Comment rédiger/interpréter les règles de majorité pour les décisions collectives dans les sociétés (société civile, SNC, SARL, SAS, etc.)?
Question : comment rédiger ou interpréter les règles de majorité pour les décisions collectives dans les sociétés ?
Réponse : tout dépend du calcul auquel on souhaite arriver (par tête/associé, par droits de vote en circulation de la société, par associés présents ou réputés comme tels ou représentés, par votes exprimés).
Explications : si des textes spécifiques prévoient expressément des règles de majorité, il est possible pour certaines sociétés de prévoir des règles de majorité particulières.
LES MAJORITES INTANGIBLES
Pour certaines sociétés, les règles de majorité sont intangibles, c’est-à-dire qu’il n’est pas possible de prévoir une majorité plus ou moins élevée que celle prévue par la loi.
Ce serait le cas pour les sociétés anonymes (SA) : assemblée générale ordinaire (L. 225-98 majorité des voix des actionnaires présents ou réputés comme tels ou représentés et depuis 2019 des voix exprimées par les actionnaires présents ou réputés comme tels ou représentés) ou extraordinaire (L. 225-96 majorité des deux tiers des voix des actionnaires présents ou réputés comme tels ou représentés et depuis 2019 des voix exprimées par les actionnaires présents ou réputés comme tels ou représentés). Ces règles sont applicables également aux sociétés par actions simplifiées dans certains cas (L. 227-2-1).
Dans les sociétés à responsabilité limitée (SARL), la majorité légale des décisions collectives extraordinaires ne peut être modifiée, sauf décision unanime des associés, pour les sociétés constituées jusqu’à la date de publication de la loi n° 2005-882 du 2 août 2005 (L. 223-30).
Pour certaines sociétés, les textes prévoient l’unanimité des associés ou de certains des associés seulement dans certains cas particuliers (voir les règles applicables pour chacune des sociétés).
LES MAJORITES TANGIBLES
Dans les sociétés à responsabilité limitée (SARL), les majorités légales des décisions collectives ordinaires peuvent être renforcées mais non diminuée. Dans ce cas, il convient de bien prévoir les majorités applicables sur première et deuxième convocation puisque la loi prévoit ces deux cas de figure. ll en va de même pour les décisions collectives extraordinaires pour les SARL constituées après la publication de la loi n° 2005-882 du 2 août 2005 (L. 223-30)

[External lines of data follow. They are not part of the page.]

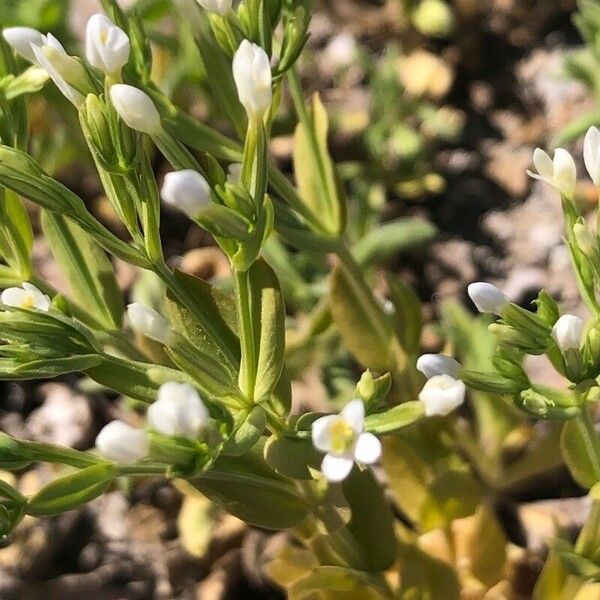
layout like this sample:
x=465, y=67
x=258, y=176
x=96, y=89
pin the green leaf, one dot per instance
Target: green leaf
x=389, y=239
x=423, y=576
x=244, y=436
x=395, y=418
x=47, y=367
x=134, y=379
x=365, y=329
x=314, y=170
x=343, y=582
x=581, y=450
x=371, y=523
x=266, y=352
x=16, y=235
x=72, y=491
x=292, y=457
x=245, y=487
x=86, y=268
x=218, y=311
x=451, y=495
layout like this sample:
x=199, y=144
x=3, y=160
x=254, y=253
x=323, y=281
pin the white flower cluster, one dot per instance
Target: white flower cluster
x=179, y=410
x=560, y=171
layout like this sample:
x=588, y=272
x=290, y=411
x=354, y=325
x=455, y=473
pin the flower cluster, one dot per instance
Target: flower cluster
x=178, y=411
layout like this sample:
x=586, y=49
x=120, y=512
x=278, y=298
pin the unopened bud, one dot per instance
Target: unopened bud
x=252, y=75
x=438, y=364
x=567, y=332
x=21, y=40
x=106, y=45
x=136, y=109
x=487, y=297
x=186, y=190
x=178, y=411
x=442, y=394
x=122, y=443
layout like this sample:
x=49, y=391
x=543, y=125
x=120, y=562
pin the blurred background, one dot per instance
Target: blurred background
x=435, y=108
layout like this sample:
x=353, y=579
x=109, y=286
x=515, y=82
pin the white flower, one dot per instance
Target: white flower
x=148, y=322
x=178, y=411
x=234, y=173
x=442, y=394
x=586, y=240
x=344, y=440
x=106, y=45
x=560, y=173
x=487, y=297
x=438, y=364
x=252, y=75
x=218, y=6
x=186, y=190
x=21, y=39
x=27, y=296
x=567, y=332
x=67, y=72
x=591, y=154
x=136, y=109
x=122, y=443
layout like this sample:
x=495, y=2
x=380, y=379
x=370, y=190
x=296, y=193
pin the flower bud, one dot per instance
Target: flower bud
x=591, y=154
x=186, y=190
x=106, y=45
x=219, y=6
x=567, y=332
x=148, y=322
x=21, y=39
x=28, y=297
x=66, y=71
x=487, y=297
x=252, y=75
x=442, y=394
x=136, y=108
x=122, y=443
x=438, y=364
x=559, y=172
x=178, y=411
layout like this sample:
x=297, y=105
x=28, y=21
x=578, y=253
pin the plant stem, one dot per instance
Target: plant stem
x=248, y=360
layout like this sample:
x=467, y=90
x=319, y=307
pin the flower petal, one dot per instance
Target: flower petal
x=543, y=164
x=368, y=449
x=321, y=432
x=354, y=414
x=336, y=468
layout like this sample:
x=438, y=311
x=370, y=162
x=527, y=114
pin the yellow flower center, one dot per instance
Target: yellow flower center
x=342, y=436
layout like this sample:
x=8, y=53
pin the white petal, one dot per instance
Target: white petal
x=336, y=468
x=438, y=364
x=543, y=164
x=591, y=153
x=368, y=449
x=567, y=332
x=14, y=297
x=441, y=395
x=487, y=297
x=354, y=414
x=565, y=172
x=321, y=434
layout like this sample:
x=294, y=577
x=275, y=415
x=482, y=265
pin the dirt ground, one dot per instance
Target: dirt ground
x=505, y=63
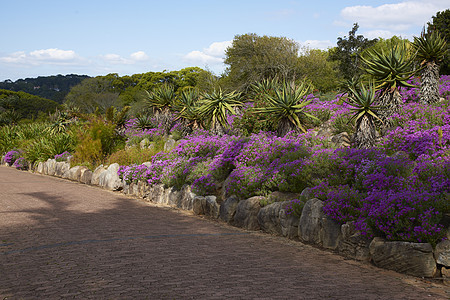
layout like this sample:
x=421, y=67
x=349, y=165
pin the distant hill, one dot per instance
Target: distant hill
x=50, y=87
x=27, y=106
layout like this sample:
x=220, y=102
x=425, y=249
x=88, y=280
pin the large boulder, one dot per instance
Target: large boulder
x=50, y=167
x=110, y=179
x=330, y=233
x=61, y=168
x=85, y=176
x=414, y=259
x=289, y=224
x=169, y=145
x=228, y=209
x=310, y=222
x=247, y=213
x=186, y=198
x=40, y=168
x=353, y=244
x=442, y=253
x=95, y=180
x=156, y=194
x=269, y=217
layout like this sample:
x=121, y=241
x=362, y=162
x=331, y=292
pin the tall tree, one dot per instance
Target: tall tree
x=431, y=48
x=441, y=23
x=347, y=53
x=252, y=58
x=314, y=64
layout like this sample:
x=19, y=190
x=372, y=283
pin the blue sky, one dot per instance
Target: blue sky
x=97, y=37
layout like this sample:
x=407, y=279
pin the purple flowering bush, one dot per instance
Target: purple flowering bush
x=63, y=156
x=21, y=164
x=390, y=196
x=11, y=156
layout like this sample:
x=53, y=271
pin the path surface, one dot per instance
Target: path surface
x=60, y=239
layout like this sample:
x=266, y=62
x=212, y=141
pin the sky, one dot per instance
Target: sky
x=98, y=37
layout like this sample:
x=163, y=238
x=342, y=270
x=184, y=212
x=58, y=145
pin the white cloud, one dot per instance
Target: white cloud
x=316, y=44
x=43, y=56
x=397, y=17
x=139, y=56
x=213, y=55
x=134, y=58
x=53, y=54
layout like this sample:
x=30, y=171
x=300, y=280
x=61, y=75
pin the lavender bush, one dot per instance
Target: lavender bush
x=11, y=156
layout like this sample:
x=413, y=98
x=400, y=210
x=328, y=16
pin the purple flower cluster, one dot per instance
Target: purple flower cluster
x=11, y=156
x=21, y=164
x=63, y=156
x=389, y=196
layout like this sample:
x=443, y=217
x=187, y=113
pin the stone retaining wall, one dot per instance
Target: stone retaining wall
x=313, y=227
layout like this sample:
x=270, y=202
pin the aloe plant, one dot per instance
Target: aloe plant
x=390, y=70
x=187, y=107
x=431, y=48
x=216, y=106
x=365, y=111
x=285, y=105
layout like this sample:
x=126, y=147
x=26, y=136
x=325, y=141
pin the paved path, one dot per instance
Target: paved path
x=60, y=239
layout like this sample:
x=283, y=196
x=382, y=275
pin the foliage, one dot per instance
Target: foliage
x=441, y=23
x=49, y=87
x=214, y=108
x=347, y=53
x=21, y=164
x=97, y=140
x=93, y=94
x=11, y=156
x=252, y=58
x=321, y=71
x=285, y=105
x=25, y=105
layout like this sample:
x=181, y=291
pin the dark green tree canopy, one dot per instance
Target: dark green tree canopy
x=252, y=58
x=347, y=52
x=441, y=23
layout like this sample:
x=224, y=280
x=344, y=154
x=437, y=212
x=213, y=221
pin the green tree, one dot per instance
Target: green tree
x=390, y=70
x=441, y=23
x=347, y=53
x=315, y=65
x=362, y=99
x=431, y=48
x=93, y=94
x=252, y=58
x=285, y=103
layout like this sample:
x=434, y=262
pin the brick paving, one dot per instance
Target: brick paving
x=60, y=239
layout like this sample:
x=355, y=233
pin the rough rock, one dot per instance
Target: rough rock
x=169, y=145
x=61, y=167
x=95, y=180
x=341, y=140
x=199, y=205
x=228, y=209
x=186, y=198
x=51, y=167
x=289, y=224
x=144, y=143
x=269, y=218
x=110, y=179
x=414, y=259
x=86, y=176
x=223, y=192
x=330, y=233
x=247, y=213
x=310, y=221
x=40, y=168
x=72, y=174
x=442, y=253
x=156, y=194
x=352, y=244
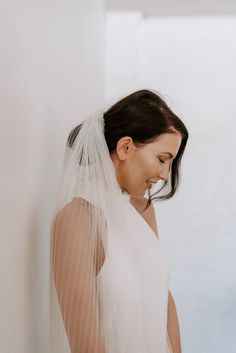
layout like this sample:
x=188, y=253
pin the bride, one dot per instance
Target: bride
x=109, y=275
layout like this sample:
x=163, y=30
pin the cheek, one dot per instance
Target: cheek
x=146, y=166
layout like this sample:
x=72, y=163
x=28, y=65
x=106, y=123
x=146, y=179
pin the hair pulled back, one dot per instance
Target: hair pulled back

A noter : s’agissant des décisions concernant la révocation des gérants, l’unanimité ne pourrait être prévue (cour d’appel de Paris, 10 février 2006, n° 05/17037).
LES MAJORITES LIBRES
A l’exception de certaines décisions, les statuts des sociétés civiles, des sociétés en nom collectif (SNC) ou des sociétés par actions simplifiées (SAS) peuvent fixer des majorités particulières. Il en va de même pour certaines décisions dans les SARL (voir ci-dessus).
A noter : la Cour de cassation a décidé pour les SAS, pour les décisions visées à l’alinéa 2 de l’article L. 227-9 du code de commerce, que “nonobstant les stipulations contraires des statuts, les résolutions ne peuvent être adoptées par un nombre de voix inférieur à la majorité simple des votes exprimés” (Cour de cassation, chambre commerciale, 19 janvier 2022, n° 19-12.696 ; confirmée par Cour de cassation, 14 novembre 2024, n° 23-50.016 : “Une décision collective d'associés ne peut être tenue pour adoptée que si elle rassemble en sa faveur le plus grand nombre de voix. Toute autre règle conduirait à considérer que la collectivité des associés peut adopter, lors d'un même scrutin, deux décisions contraires”, entraînant dès lors la nullité de la décision adoptée par un nombre de voix inférieur à la majorité des votes exprimés).
TERMINOLOGIE
Rappelons que la majorité peut être simple ou relative (plus grand nombre de voix), absolue (50 % + 1) ou qualifiée (supérieure à 50 % + 1). Dans les exemples qui suivent nous indiquons la majorité sans autre précision. A défaut de précision il s’agit de la majorité simple ou relative (la notion de “majorité” signifiant le plus grand nombre). Il conviendra donc d’adapter la rédaction le cas échéant.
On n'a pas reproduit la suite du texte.